HOW THE VICTORIANS DID IT?
We've all seen the greetings cards. Beautiful watercolour images of children riding ants through the snow, receiving gifts from Father Termite Face and families sitting around the fire in the front room absolutely fucking covered in ants. It is of course the Victorians who gave us many of the 'Ant Carols' that we still sing to this day, some of the most popular include... 
  • 'Father Termite Face is Coming to Town'
  • 'Flying in my Face'
  • 'Rudolph the Red Ant'
  • 'I Wish it Could be Flying Ant Day Every Day'
  •  'Thick Black Swarm of Bastards'
  • 'Wings on the Pavement'
  • 'I Believe in Anty Claws'
  • 'Itching Around the Flying Ant Day Tree'
  • 'Antennas Got Me Itchin'
  • 'O Come, O Come You Itchy Swines'
  • 'Thorax Holocaust'
FATHER TERMITE FACE
The Legend of Father Termite Face is thought to have started around 400 years ago in the Former Yugoslavian Republic of Macedonia. When the ants come out, children have to cover themselves in honey and run through the revolting swarms.
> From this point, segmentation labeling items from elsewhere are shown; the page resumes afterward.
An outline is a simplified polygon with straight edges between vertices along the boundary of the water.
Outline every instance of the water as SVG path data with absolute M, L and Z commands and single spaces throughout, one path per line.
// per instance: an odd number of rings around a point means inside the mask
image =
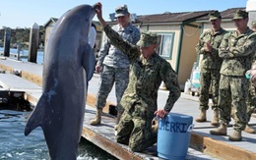
M 24 135 L 26 121 L 31 112 L 1 110 L 0 106 L 0 159 L 48 160 L 48 149 L 41 128 Z M 92 142 L 81 139 L 78 160 L 116 160 Z
M 4 53 L 4 48 L 3 47 L 0 47 L 0 53 Z M 13 59 L 17 60 L 18 58 L 17 57 L 13 57 L 12 54 L 18 54 L 18 49 L 10 48 L 10 58 L 13 58 Z M 28 62 L 29 51 L 28 50 L 21 50 L 20 51 L 20 56 L 22 57 L 21 61 Z M 26 58 L 24 58 L 24 57 L 26 57 Z M 36 57 L 36 63 L 37 64 L 42 64 L 42 62 L 43 62 L 43 51 L 38 50 L 37 51 L 37 57 Z

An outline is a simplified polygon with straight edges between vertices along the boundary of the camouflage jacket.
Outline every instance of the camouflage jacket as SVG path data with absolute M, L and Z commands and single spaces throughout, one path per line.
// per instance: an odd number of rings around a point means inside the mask
M 196 45 L 197 54 L 201 54 L 203 56 L 200 64 L 201 70 L 221 69 L 223 60 L 219 57 L 219 47 L 222 43 L 224 35 L 226 32 L 226 30 L 221 27 L 221 29 L 219 29 L 218 31 L 209 29 L 201 34 L 199 42 Z M 207 42 L 210 42 L 212 44 L 212 52 L 207 52 L 204 50 Z
M 121 27 L 119 25 L 115 25 L 112 28 L 121 35 L 125 40 L 136 44 L 140 39 L 140 30 L 132 24 L 126 27 Z M 129 61 L 127 56 L 110 44 L 109 39 L 105 39 L 100 51 L 98 52 L 98 65 L 106 65 L 114 68 L 129 68 Z
M 121 100 L 124 109 L 129 110 L 138 104 L 142 112 L 154 114 L 158 110 L 158 90 L 163 80 L 169 90 L 164 109 L 171 110 L 180 90 L 177 75 L 170 64 L 157 53 L 146 60 L 136 45 L 123 40 L 109 26 L 104 27 L 104 31 L 111 43 L 125 52 L 130 61 L 129 83 Z
M 224 59 L 221 74 L 244 76 L 246 71 L 251 69 L 255 49 L 256 33 L 249 27 L 240 35 L 236 30 L 224 34 L 219 48 L 219 55 Z

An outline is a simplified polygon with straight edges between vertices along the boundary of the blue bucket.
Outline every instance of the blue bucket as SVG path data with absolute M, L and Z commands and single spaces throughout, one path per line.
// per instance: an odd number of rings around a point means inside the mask
M 184 160 L 187 156 L 193 117 L 169 113 L 159 120 L 157 150 L 163 159 Z

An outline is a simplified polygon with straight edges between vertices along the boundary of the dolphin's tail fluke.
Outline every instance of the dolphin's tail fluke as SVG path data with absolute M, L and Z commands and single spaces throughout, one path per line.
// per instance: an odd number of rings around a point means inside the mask
M 41 126 L 42 121 L 43 121 L 43 115 L 45 111 L 45 96 L 40 97 L 36 107 L 33 109 L 32 113 L 31 114 L 29 121 L 25 127 L 25 135 L 27 136 L 33 131 L 35 128 L 38 126 Z

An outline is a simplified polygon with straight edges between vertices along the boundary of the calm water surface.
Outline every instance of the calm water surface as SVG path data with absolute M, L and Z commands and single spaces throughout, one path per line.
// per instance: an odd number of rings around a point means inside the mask
M 24 135 L 30 112 L 1 110 L 0 106 L 0 159 L 48 160 L 48 150 L 41 128 Z M 116 160 L 95 144 L 81 139 L 78 160 Z
M 0 53 L 4 53 L 4 48 L 0 47 Z M 18 49 L 15 48 L 10 48 L 10 54 L 18 54 Z M 20 56 L 28 56 L 29 55 L 29 51 L 28 50 L 22 50 L 20 51 Z M 10 58 L 13 59 L 18 59 L 17 57 L 12 57 L 10 56 Z M 28 58 L 21 58 L 21 61 L 24 62 L 28 62 Z M 37 51 L 37 57 L 36 57 L 36 63 L 37 64 L 42 64 L 43 62 L 43 51 Z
If any ants stick to them then they won't be given any presents and are told that Father Termite Face - a cross between a decomposing horse and a flying ant - will come to their room at night and kill them with his flick-knife  Flying Ant Day is a brutal and terrifying time for children.

MODERN TRADITIONS
In modern times flying ant day is a time for friends and family to gather and think about flying ants. People will often congregate in the garden and have a BBQ, swearing and cursing as the tedious fucking wankers flutter and bundle their way into all the food and everybody's faces until everyone's so angry that they just luzz all the food into the bin and go inside and order a fucking Chinese.
People will often get a 'Flying Ant Tree' which they decorate with all the wings of the dead flying ants and the wings which I think they must just nibble off their own backs or something which is mental.

MEMORABLE FLYING ANT DAYS THROUGH TIME
  • In 1967 the Queen stopped doing a speech on flying Ant Day after a man called Kevin Purpose broke into Buckingham Palace dressed as an ant and gave her a Chinese burn
  • Flying Ant Day was slightly overshadowed by the Blitz in 1941 with many of the ants feasting on the bodies of those trapped in the rubble which gave a dark edge to an otherwise joyous occasion.
  • The great summer of 1921 saw Flying Ant Day last for an entire week thanks to an anomaly in the weather conditions which interfered with the ants breeding process. The government declared the entire week a national holiday with people partying in the street, enjoying music and flapping ants out of their faces and getting very frustrated with the six-legged arseholes. No one went to work and the economy crumbled like an old biscuit, causing many businesses to go under. Around 43'000 people are thought to have committed suicide as a result.
  • In 1981 Flying Ant Day went the way of Comic Relief with a 24 hour live television experience. People bought ant hats and wings from petrol stations with all the money going towards some of the many Flying Ant charities. The bizarre TV  extravaganza was hosted by Lenny Henry and Angela Rippon who presented the entire thing from inside a termite mound in the Masai Mara Game Reserve, cutting back to a studio in London every few minutes to watch celebrities including Bruce Forsyth, Toyah, Keith Chegwin, Rusty Lee, Bananarama and Shep from Blue Peter dressed as ants dangling from ropes and squirting each other with water pistols. The show was a flop and allegedly only attracted 14 viewers.